ほかに、お湯の温度が低すぎる場合も、豆の反応が悪くなり、膨らみにくいです。

膨らませるとおいしくなる?

挽きたてのレギュラーコーヒーにお湯を注いだ瞬間、炭酸ガスが弾けながら大きく膨らみます。ついついたっぷりと膨らませたくなりますが、おいしいコーヒーを入れるには、あまり大きく膨らませないのがコツ。お湯を注ぐのと、同じ速さでコーヒーが落ちていくのが理想です。

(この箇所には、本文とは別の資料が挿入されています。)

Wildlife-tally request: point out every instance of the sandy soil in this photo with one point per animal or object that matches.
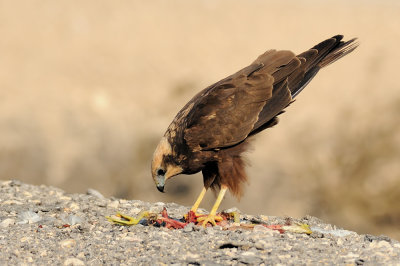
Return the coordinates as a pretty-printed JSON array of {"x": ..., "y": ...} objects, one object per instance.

膨らみ過ぎたら、注ぐのを一度やめて、様子を見て再度注ぎ入れます。膨らんだ高さもできるだけ一定に保ちましょう。

新鮮なコーヒー豆を買う方法

レギュラーコーヒーの保存方法がわかったので、せっかくなら新鮮なコーヒー豆を購入したいですね。一番新鮮なのは、もちろん生豆なのですが、焙煎した豆の選び方を見ていきましょう。

一番いいのは、自家焙煎しているお店を選ぶことです。中でも、扱っている種類を厳選しているところがオススメ。その方が売れ残りが少ないと考えられるからです。

ちなみに、スーパーで購入するレギュラーコーヒーは、焙煎してからすでに数カ月経過しているそうです。注文してから焙煎してくれる通販のお店もありますが、届くまでにかかる日数や、本当に焙煎したてで発送してくれるかどうか、確認しましょう。

せっかく買ったコーヒーはおいしく保存しよう!

料理はひと手間、という言葉もありますが、コーヒーもほんのひと手間かけるだけで、ぐっとおいしくなります。せっかく買ったコーヒー、できればずっとおいしく飲みたいですよね。中にはハードルの高いワザもありますが、手軽に始められるものから、ぜひお試しあれ!